Rationale: this segment:offset representation of addresses was only ever important to 16-bit x86 as far as I know, and in all other situations, its sole effect is to complicate the file format unnecessarily for everyone else. And since LLVM doesn't even support x86-16 as a target architecture, 'everyone else' is quite likely to be all users!

Also, even if someone is targeting x86-16, I can't see how a hex file written in this way would be useful. Surely you would need the ability to control the precise CS:IP representation of the entry point address, so you could set it to match the expectations of the code that will be executing there? And that will not in all cases match the fixed policy here of making the segment address a multiple of 0x1000 and putting all 16 low bits of the linear address into the offset.

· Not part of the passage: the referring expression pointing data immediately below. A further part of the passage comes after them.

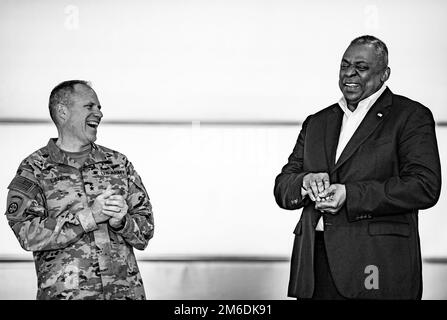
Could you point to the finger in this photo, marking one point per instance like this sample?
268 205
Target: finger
320 185
310 194
108 213
112 208
324 205
108 192
116 197
117 203
327 192
314 189
326 182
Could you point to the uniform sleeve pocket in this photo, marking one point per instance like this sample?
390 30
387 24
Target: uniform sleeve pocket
298 228
389 228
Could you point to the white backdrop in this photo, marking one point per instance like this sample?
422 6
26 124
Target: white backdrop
212 59
211 187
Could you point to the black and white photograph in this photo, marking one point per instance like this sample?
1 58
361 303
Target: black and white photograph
223 151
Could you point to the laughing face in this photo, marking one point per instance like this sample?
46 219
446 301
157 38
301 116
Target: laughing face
361 73
84 115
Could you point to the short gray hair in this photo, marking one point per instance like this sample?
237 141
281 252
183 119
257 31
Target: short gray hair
379 46
61 94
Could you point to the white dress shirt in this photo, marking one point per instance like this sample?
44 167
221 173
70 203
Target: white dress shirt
350 123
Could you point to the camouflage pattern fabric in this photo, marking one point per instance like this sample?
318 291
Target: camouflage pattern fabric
48 210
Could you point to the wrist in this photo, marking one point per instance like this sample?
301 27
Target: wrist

But the current code was put in on purpose, and as far as I can tell from the comments in D60270, the purpose was to match GNU objcopy, so for the moment I'm presuming that's useful in its own right.

I'll look at this in the coming days, but I'd appreciate @evgeny777's comments, since they were the ones who originally implemented this, so might have some specific rationale beyond matching GNU. One thought I did have though is that although LLVM as a whole may not target x86-16, there's no particularly reason why its binary manipulation tools like llvm-objcopy shouldn't work with them, if there's a use-case.

Absolutely, I agree. Off the top of my head, the most obvious continuing use case for x86-16 is first-stage bootloaders that the PC BIOS runs in real mode. I've no idea what tools people typically use for those these days, but I wouldn't have a hard time at all believing that it might turn out to be a hodgepodge of bits and pieces from all over the place.

And I suppose that in that use case, the problem I mentioned with the entry point representation is moot anyway, because you don't get a choice about the entry point of an MBR boot sector – it's fixed at 0000:7C00 (or maybe 07C0:0000, I shamefully forget which). So you'd never need to retrieve it from the ihex file to pass on to something else.

llvm-objcopy CommandGuide docs (llvm/docs/CommandGuide) will need updating.

@MaskRay, any thoughts on this? I think it's a reasonable change, but am unsure whether it should be the "default" ihex output, or under the new format name. If the former, I'd be tempted to keep the old format around for the clients who need it, under a different name. The change should then definitely be mentioned in the release notes too.

llvm/lib/ObjCopy/ELF/ELFObject.h
275

I suggest MayUseSegmentOffset since, if I understand it correctly, you may need to use the other format even if this is true.

llvm/tools/llvm-objcopy/ObjcopyOptions.cpp
644

To keep the code simpler, I think we should omit this ihex-flat as an input format: as far as I'm aware, there's no need to support it. Users can just use ihex for the input option. In my opinion, the symmetry isn't important: note that for binary format the input and output formats are essentially unrelated, so the "symmetry" there is, if anything, confusing, but a necessary evil of being compatible with GNU.

simon_tatham edited the summary of this revision. (Show Details)

Sorry to have been so long getting back to this! It was relegated to my back burner for a while, but I've now found time to address the review comments so far.

simon_tatham marked 2 inline comments as done.Nov 17 2022, 5:33 AM

Sorry for not coming to this yet: this is low priority for me, and I have a pile of other stuff I need to finish in the next couple of weeks before taking a 6 week vacation, so I doubt I'll get around to this patch until some time late January or February. Hopefully somebody else might be able to take over reviewing.